From The Narrow Path:
ShareMost people think the Crusades were a spontaneous outburst of medieval aggression - angry Christians charging into peaceful Muslim lands out of religious hysteria. But nothing could be further from the truth. The Crusades were not the beginning of a conflict. They were a response - and a very, very late one at that. To understand the Crusades, we must first rewind the clock. Not by a few years. Not by a few decades. But by centuries and most importantly, we have to understand Islam. So lets go back - not to the First Crusade in 1095, but to the very founding of Christendom’s most enduring enemy: Islam.
Islam did not begin as a peaceful spiritual awakening - it began with a sword in hand.

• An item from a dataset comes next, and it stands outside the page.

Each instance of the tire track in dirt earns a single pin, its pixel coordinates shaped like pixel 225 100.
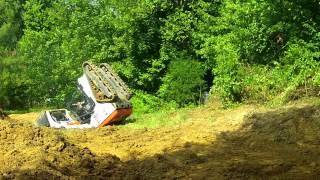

The Prophet Muhammad openly declared:
“I have been commanded to wage war against mankind until they testify that there is no god but Allah and that Muhammad is his messenger. If they do so, their blood and property are protected.” [^1]
This was not metaphor. When persuasion failed, coercion followed. Muhammad, a merchant, claimed he had been visited by the angel Gabriel (Jibril) and called to deliver Allah’s commands. The result was not just a faith - it was an empire built on submission (Islam literally means “submission”), and “Muslim” means “one who submits.”
By 610, Muhammad began preaching to the polytheistic Quraysh in Mecca. After over a decade of minimal success - just over a hundred followers - he was driven out in 622. But in Medina, he found power. And with power came violence. He launched raids, seized spoils, and began his conquest of Arabia.
“I have been made victorious through terror.” [^2]
Islamic conversion spread not by philosophical debate, but by ultimatum: accept Islam, or face the sword. “Fight them until they testify there is no god but Allah,” Muhammad told his followers [^3]. Spoils of war, women, slaves, land - these were promised to the faithful.
In the decade following his exile, Muhammad conducted or ordered no fewer than nine military campaigns a year [^4]. By 630, he marched into Mecca at the head of 10,000 men. The city that once rejected him now surrendered.